Once again, we’re hearing all about how guns are bad and pretty much no one can be trusted with certain firearms. Much of the argument surrounding these claims are kind of ridiculous, including a lot of misinformation.

Advertisement

But that’s mostly about the guns in and of themselves. Tons of people just get that wrong because they heard it from someone else who also didn’t know what they were talking about.

Yet there are also those who seem either too willfully-ignorant or just dishonest. They like to present the arguments that are meant to be mic drops, but instead just illustrate how vile they actually are.

Like this one, titled, “Another viewpoint: Among mass killers, only thing in common is guns.”

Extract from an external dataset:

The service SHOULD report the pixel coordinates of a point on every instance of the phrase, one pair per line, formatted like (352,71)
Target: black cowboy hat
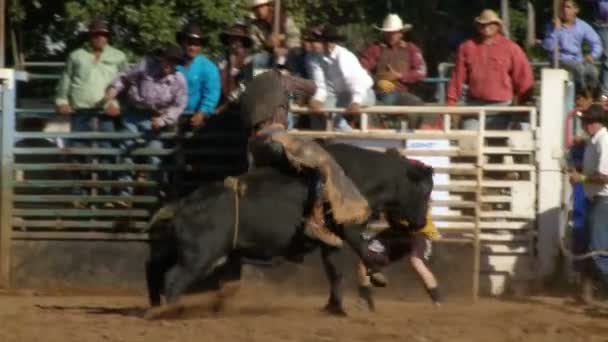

It’s hard to find much in common among the 72-year-old man who killed 11 people in Monterey Park in January; the six people aged 15 to 20 who killed four people at a Sweet 16 birthday party in Dadeville, Ala., in April; the 33-year-old man who killed eight people at an Allen, Texas, shopping center in May; and the 59-year-old retired police sergeant who killed four in Trabuco Canyon in August — or any of the other perpetrators of horrid mass shootings in 2023.

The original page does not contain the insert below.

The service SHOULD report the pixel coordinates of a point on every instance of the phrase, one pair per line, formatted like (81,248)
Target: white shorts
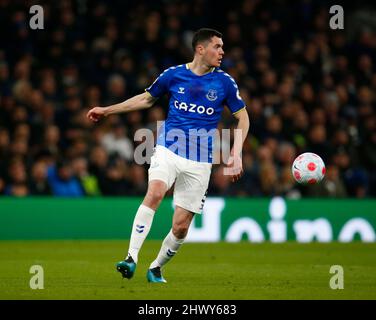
(191,177)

Researchers continue to seek common traits. They have found that many shooters act while in emotional crisis, but that generally they don’t suddenly “snap.” They plan. They nurse their anger. They act.

But there is no consistent profile. Perpetrators are Americans of all stripes, committing a peculiarly American crime.

The one thing they have in common is guns, which are more plentiful than ever in the United States. The COVID-19 pandemic and unrest in the wake of George Floyd’s murder in 2020 helped spur a huge spike in gun sales.

The only way this is accurate is if you willfully ignore mass murders carried out with anything else.

Advertisement

For example, earlier this year, four people were killed when a man intentionally set fire to a house. Were guns a commonality in that incident?

Or what about the six people killed back in July, stabbed to death in Green Pond, South Carolina?

Internationally, we also saw a mass murder in China, also carried out without a firearm.

The only way you can decide all mass murders have guns in common is by excluding all the mass murders that didn’t involve firearms. Yes, they’re less common than those with firearms, but that’s not really the point, now is it?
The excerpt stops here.